Millennium Development Goals

The eight Millennium Development Goals (MDGs) were agreed at the United Nations Millennium Summit in September 2000 and nearly 190 countries have subsequently signed up to them.

The Goals range from halving global poverty and hunger to protecting the environment, improving health and sanitation and tackling illiteracy and discrimination against women.

They were introduced as part of a wider attempt to encourage the international community to stop talking about making a difference in the developing world and join forces to start doing something about it.

Alongside the Goals, a series of 18 targets were also drawn up to give the international community a number of tangible improvements to aim for within a fixed period of time, and also make it easier for them to measure their progress to date.

The intention is that almost all of these targets will be achieved by 2015. Unfortunately, while some significant progress is being made towards meeting some of the targets in some of the affected countries, in many cases progress is patchy, too slow or non-existent.

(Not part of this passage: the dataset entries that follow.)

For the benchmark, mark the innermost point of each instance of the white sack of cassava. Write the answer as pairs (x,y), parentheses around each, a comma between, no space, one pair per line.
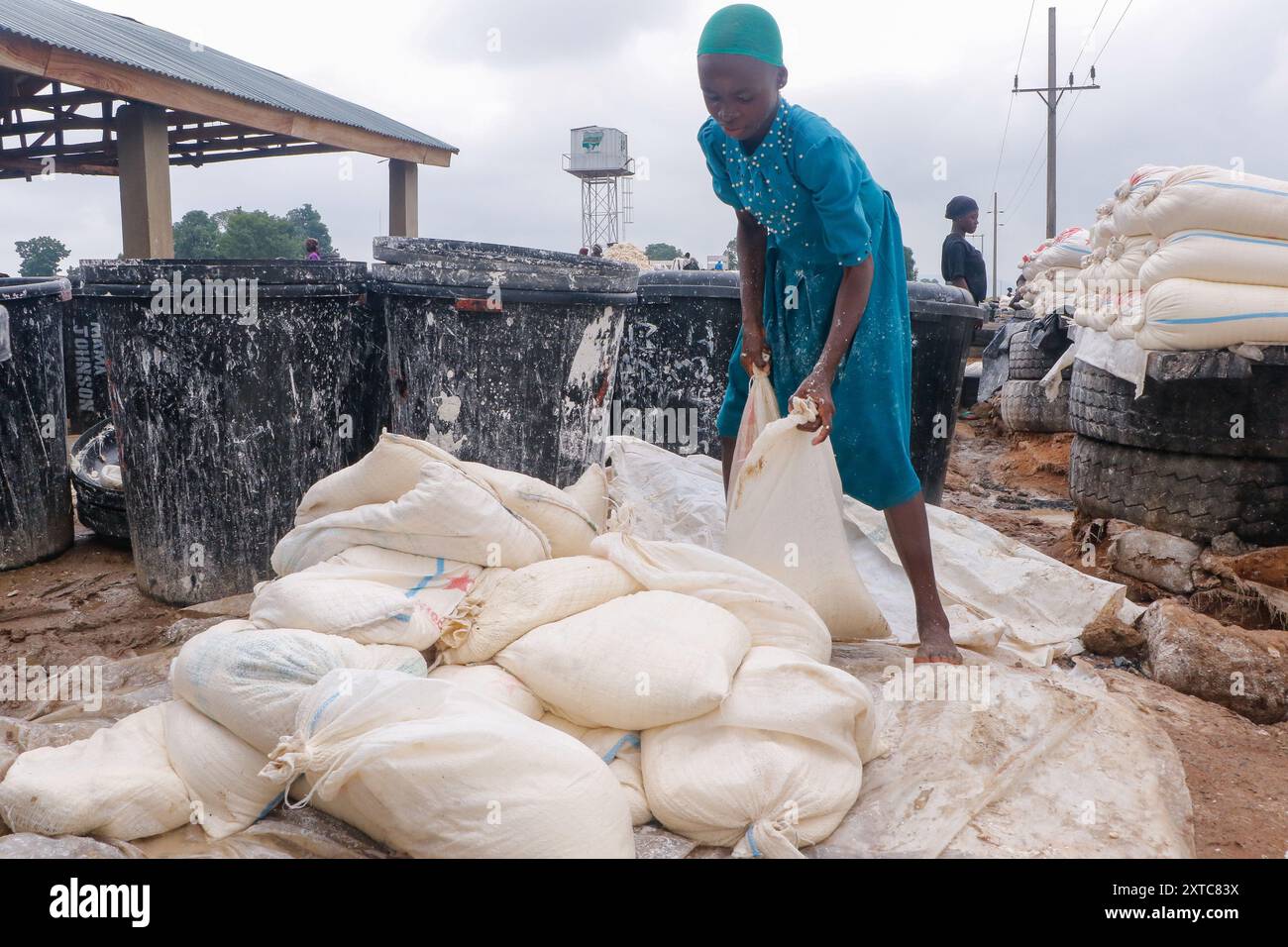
(638,661)
(1218,198)
(408,496)
(785,518)
(492,682)
(433,770)
(1218,257)
(509,603)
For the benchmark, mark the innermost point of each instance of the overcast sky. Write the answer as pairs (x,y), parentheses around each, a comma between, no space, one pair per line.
(918,86)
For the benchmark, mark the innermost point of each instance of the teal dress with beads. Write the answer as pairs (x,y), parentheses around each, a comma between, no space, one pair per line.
(807,185)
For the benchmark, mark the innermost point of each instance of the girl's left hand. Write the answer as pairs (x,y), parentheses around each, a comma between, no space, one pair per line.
(818,388)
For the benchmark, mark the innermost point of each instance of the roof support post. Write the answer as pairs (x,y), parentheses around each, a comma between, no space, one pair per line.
(403,193)
(143,151)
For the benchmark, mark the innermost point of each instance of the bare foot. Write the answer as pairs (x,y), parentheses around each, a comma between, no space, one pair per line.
(936,646)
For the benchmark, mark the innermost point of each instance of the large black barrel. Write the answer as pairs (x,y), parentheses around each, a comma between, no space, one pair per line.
(235,385)
(502,355)
(943,321)
(35,487)
(674,367)
(85,359)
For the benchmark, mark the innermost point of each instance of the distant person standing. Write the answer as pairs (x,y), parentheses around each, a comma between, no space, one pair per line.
(961,263)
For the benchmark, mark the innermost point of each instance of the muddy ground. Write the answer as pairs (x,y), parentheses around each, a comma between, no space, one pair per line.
(85,603)
(1235,770)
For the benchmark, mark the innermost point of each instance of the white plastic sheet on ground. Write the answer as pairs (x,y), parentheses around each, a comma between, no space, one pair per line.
(773,613)
(1050,766)
(785,505)
(1047,764)
(370,594)
(437,771)
(1122,359)
(408,496)
(997,591)
(1188,315)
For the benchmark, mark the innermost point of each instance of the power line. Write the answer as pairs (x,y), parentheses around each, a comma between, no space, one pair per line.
(1024,174)
(1009,108)
(1090,34)
(1112,34)
(1073,105)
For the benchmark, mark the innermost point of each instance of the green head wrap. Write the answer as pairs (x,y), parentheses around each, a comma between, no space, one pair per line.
(743,30)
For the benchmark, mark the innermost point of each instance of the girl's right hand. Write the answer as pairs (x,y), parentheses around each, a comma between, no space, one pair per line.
(755,352)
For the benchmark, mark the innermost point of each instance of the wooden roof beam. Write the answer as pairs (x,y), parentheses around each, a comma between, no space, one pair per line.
(39,59)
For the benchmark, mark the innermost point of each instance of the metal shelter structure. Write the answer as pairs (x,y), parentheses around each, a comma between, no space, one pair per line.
(85,91)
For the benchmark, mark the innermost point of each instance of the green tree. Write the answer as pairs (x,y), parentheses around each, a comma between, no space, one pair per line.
(196,236)
(40,256)
(257,235)
(308,223)
(661,252)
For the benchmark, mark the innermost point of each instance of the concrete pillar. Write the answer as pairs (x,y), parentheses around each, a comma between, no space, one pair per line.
(403,218)
(143,158)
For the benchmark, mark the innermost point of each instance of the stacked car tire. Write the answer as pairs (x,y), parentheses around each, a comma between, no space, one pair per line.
(1194,458)
(1024,405)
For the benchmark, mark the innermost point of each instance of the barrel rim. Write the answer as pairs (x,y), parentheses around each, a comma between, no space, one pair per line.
(16,287)
(386,287)
(447,248)
(102,272)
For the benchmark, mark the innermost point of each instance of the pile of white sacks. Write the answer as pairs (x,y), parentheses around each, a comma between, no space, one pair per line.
(1189,258)
(1052,268)
(460,661)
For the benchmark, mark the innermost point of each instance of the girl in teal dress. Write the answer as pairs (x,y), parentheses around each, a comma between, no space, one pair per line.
(824,300)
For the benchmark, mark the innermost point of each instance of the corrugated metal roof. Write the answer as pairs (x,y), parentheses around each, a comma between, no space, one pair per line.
(127,42)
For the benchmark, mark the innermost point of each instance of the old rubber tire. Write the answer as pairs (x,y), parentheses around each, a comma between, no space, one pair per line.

Although improvements have been made in many areas in Sub-Saharan Africa, for example, the number of people living in poverty there is still greater now than it was in 1990.

Where countries are committed to working together, making the necessary changes and providing adequate resources, a great deal can be achieved in a short space of time.

The Department for International Development (DFID) recognises that the Millennium Development Goals have a crucial part to play in reducing poverty and encouraging progress in the developing world. As a result, DFID has made them the main focus of all of its work.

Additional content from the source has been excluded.